Worst of all, the feature is rather buggy. As you can see above, it highlights Open as a noun, even when it’s quite obviously a verb. That said, it’s still somewhat nice to have around, at least if you want to dig deeper into your text. Just don’t expect it’ll drastically change your writing, and don’t trust it to be fully accurate. And for goodness’ sake, if you’re a developer, don’t make a move like this. You’ll only give people yet another reason not to pay for your software.

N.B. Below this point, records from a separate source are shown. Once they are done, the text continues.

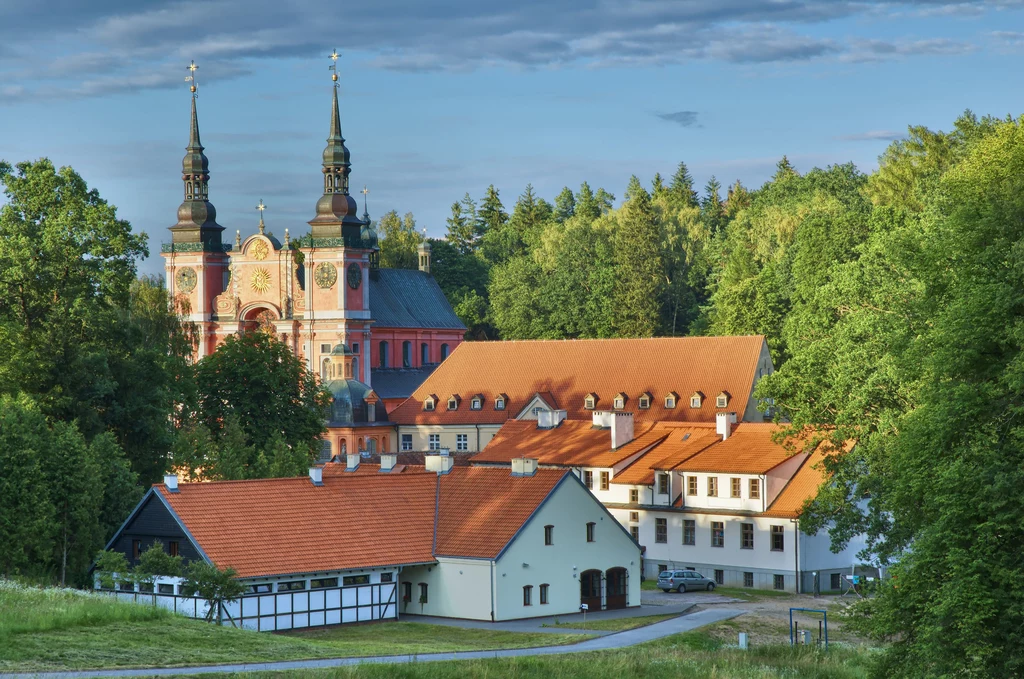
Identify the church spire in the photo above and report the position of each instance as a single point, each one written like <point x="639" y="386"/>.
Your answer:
<point x="336" y="210"/>
<point x="197" y="216"/>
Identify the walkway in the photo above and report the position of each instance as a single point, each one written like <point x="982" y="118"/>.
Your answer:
<point x="609" y="642"/>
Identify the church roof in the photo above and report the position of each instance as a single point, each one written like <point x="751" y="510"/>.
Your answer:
<point x="408" y="298"/>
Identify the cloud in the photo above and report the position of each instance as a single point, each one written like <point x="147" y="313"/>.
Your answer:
<point x="873" y="135"/>
<point x="681" y="118"/>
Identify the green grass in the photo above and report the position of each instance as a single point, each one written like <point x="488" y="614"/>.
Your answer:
<point x="77" y="631"/>
<point x="690" y="655"/>
<point x="615" y="624"/>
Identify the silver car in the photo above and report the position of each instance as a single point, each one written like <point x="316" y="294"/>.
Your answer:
<point x="683" y="581"/>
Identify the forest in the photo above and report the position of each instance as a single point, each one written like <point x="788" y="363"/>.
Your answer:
<point x="892" y="302"/>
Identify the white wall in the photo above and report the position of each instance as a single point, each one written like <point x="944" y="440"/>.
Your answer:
<point x="559" y="565"/>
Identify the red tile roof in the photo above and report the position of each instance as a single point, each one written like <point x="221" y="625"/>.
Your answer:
<point x="356" y="519"/>
<point x="571" y="369"/>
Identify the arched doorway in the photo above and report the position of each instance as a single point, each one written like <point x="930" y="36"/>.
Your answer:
<point x="590" y="589"/>
<point x="614" y="587"/>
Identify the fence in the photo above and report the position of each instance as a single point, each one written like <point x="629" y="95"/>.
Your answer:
<point x="286" y="610"/>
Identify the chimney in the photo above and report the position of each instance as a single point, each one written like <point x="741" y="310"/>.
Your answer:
<point x="439" y="463"/>
<point x="723" y="424"/>
<point x="622" y="429"/>
<point x="523" y="466"/>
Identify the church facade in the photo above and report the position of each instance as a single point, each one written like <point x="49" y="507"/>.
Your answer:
<point x="322" y="293"/>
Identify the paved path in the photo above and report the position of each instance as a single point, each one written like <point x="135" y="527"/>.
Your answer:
<point x="609" y="642"/>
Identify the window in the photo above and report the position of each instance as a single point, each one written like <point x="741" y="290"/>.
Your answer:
<point x="745" y="536"/>
<point x="717" y="534"/>
<point x="777" y="539"/>
<point x="689" y="532"/>
<point x="324" y="583"/>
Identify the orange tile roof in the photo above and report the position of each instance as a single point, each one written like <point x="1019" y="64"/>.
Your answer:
<point x="571" y="369"/>
<point x="573" y="442"/>
<point x="480" y="510"/>
<point x="281" y="526"/>
<point x="749" y="450"/>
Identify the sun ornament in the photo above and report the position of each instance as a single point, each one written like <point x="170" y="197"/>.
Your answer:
<point x="260" y="281"/>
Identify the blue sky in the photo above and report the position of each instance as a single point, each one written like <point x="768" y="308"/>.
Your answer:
<point x="442" y="98"/>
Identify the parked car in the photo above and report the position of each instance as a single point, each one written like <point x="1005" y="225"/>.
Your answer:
<point x="683" y="581"/>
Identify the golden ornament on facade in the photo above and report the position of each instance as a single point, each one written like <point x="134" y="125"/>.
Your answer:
<point x="260" y="250"/>
<point x="185" y="279"/>
<point x="260" y="281"/>
<point x="326" y="274"/>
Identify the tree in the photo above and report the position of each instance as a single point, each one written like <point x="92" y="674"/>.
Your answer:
<point x="258" y="381"/>
<point x="216" y="587"/>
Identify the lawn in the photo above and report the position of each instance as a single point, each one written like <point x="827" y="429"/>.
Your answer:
<point x="690" y="655"/>
<point x="68" y="630"/>
<point x="615" y="624"/>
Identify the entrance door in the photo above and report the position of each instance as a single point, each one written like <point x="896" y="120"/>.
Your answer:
<point x="614" y="583"/>
<point x="590" y="589"/>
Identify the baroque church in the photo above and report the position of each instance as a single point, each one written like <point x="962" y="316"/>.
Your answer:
<point x="372" y="334"/>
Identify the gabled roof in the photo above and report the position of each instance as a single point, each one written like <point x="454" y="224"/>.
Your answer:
<point x="409" y="298"/>
<point x="571" y="369"/>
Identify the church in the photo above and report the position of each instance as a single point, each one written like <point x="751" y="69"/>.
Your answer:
<point x="373" y="334"/>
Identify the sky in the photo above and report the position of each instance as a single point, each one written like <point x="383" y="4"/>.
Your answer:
<point x="440" y="98"/>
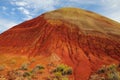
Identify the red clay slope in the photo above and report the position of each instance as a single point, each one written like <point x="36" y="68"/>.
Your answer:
<point x="81" y="39"/>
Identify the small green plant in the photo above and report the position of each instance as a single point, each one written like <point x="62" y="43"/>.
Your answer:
<point x="62" y="71"/>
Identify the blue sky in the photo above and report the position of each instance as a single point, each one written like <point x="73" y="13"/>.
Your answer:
<point x="13" y="12"/>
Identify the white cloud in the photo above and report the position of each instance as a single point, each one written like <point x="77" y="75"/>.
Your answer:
<point x="6" y="24"/>
<point x="32" y="7"/>
<point x="24" y="11"/>
<point x="4" y="8"/>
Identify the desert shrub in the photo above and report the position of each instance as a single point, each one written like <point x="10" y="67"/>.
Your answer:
<point x="62" y="71"/>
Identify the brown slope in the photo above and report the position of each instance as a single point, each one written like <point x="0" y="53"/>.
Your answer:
<point x="81" y="39"/>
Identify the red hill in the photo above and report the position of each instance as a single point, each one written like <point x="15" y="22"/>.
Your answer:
<point x="81" y="39"/>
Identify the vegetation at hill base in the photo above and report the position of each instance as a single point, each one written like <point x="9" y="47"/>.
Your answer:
<point x="38" y="72"/>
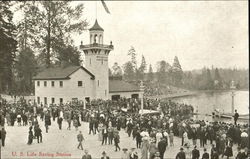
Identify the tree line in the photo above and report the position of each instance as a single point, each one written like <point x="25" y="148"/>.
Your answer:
<point x="41" y="38"/>
<point x="173" y="75"/>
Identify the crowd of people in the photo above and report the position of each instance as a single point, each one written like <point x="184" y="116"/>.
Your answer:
<point x="152" y="133"/>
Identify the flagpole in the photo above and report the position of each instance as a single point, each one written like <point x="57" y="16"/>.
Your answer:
<point x="95" y="9"/>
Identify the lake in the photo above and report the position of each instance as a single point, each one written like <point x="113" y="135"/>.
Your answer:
<point x="206" y="102"/>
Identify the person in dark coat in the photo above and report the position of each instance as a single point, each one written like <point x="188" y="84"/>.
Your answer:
<point x="59" y="121"/>
<point x="228" y="151"/>
<point x="205" y="154"/>
<point x="38" y="134"/>
<point x="91" y="126"/>
<point x="195" y="153"/>
<point x="96" y="126"/>
<point x="30" y="137"/>
<point x="25" y="119"/>
<point x="117" y="141"/>
<point x="236" y="116"/>
<point x="181" y="154"/>
<point x="138" y="139"/>
<point x="86" y="155"/>
<point x="104" y="155"/>
<point x="129" y="128"/>
<point x="104" y="136"/>
<point x="47" y="121"/>
<point x="215" y="155"/>
<point x="80" y="138"/>
<point x="3" y="136"/>
<point x="162" y="147"/>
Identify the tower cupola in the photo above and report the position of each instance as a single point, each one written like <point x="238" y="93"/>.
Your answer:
<point x="96" y="34"/>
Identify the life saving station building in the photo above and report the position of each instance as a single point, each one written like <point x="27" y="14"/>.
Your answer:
<point x="65" y="84"/>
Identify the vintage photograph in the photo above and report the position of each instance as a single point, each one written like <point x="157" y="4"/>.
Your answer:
<point x="106" y="79"/>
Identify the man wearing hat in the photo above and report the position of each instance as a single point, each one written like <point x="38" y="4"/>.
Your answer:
<point x="86" y="155"/>
<point x="205" y="154"/>
<point x="195" y="153"/>
<point x="125" y="154"/>
<point x="133" y="154"/>
<point x="162" y="147"/>
<point x="104" y="155"/>
<point x="181" y="154"/>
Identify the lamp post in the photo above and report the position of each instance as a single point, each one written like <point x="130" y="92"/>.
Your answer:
<point x="142" y="90"/>
<point x="232" y="87"/>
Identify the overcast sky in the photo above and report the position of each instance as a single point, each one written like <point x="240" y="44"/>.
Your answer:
<point x="200" y="33"/>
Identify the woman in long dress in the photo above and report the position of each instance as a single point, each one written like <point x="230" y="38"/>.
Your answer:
<point x="100" y="128"/>
<point x="144" y="148"/>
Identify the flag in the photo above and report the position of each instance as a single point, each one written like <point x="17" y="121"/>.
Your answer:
<point x="105" y="6"/>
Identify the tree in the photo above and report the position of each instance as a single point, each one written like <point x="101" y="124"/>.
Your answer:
<point x="8" y="46"/>
<point x="209" y="80"/>
<point x="54" y="22"/>
<point x="177" y="73"/>
<point x="132" y="53"/>
<point x="217" y="79"/>
<point x="128" y="70"/>
<point x="162" y="71"/>
<point x="69" y="55"/>
<point x="150" y="73"/>
<point x="26" y="69"/>
<point x="116" y="70"/>
<point x="142" y="68"/>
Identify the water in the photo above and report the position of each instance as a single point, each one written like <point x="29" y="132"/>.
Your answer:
<point x="206" y="102"/>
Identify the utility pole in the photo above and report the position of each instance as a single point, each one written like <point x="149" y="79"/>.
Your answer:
<point x="232" y="87"/>
<point x="142" y="90"/>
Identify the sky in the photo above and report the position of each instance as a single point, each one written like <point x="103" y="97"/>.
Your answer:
<point x="199" y="33"/>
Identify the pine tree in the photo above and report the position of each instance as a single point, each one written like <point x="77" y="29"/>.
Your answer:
<point x="116" y="70"/>
<point x="26" y="69"/>
<point x="142" y="68"/>
<point x="8" y="46"/>
<point x="217" y="79"/>
<point x="177" y="72"/>
<point x="132" y="53"/>
<point x="53" y="24"/>
<point x="150" y="73"/>
<point x="128" y="70"/>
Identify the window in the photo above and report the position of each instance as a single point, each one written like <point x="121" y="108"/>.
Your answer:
<point x="52" y="100"/>
<point x="61" y="83"/>
<point x="38" y="100"/>
<point x="61" y="100"/>
<point x="79" y="83"/>
<point x="45" y="100"/>
<point x="52" y="83"/>
<point x="74" y="99"/>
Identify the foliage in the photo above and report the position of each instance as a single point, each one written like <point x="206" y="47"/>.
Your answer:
<point x="8" y="46"/>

Writer Pro is an interesting animal, one that’s rather unsure what it wants to be. iA Writer’s selling point was its simplicity, countered by Byword’s similar interface that also offered 2 background colors and your choice of fonts. Writer Pro’s selling point is its workflow and syntax highlighting, countered by professional writing apps like Ulysses III with their advanced document management, and tools like Marked 2 that’ll do a lot more to help you perfect your documents.
If you want a simple, writing-without-fuss app, the original iA Writer and its competitors like Byword will still do a better job at that. For more features beyond that, there’s a wealth of applications that are far more powerful, from Scrivener and Ulysses III to text editors like Sublime Text on the Mac or Editorial on iOS.
Writer Pro isn’t horrible. It still works great for writing and editing text, and the fonts are beautiful. In fact, if you’re a fan of the Nitti and Tiempos typefaces, this is the cheapest way to get them, albeit only in this one app. Beyond that, though, there’s precious little to justify the $19.99 price tag — especially if you double that for the Mac and iOS editions.
I hope the Information Architects team can surprise us with a reworked document workflow that’s truly transformative. Until then, though, Writer Pro’s only selling point is that it’s a clean writing app with the most bundled premium typefaces.
A failed attempt to add a professional writing workflow and editing tools to the über-simple iA Writer. It's still beautiful, but will force you to change the way you manage documents at best, and break your workflow at worst.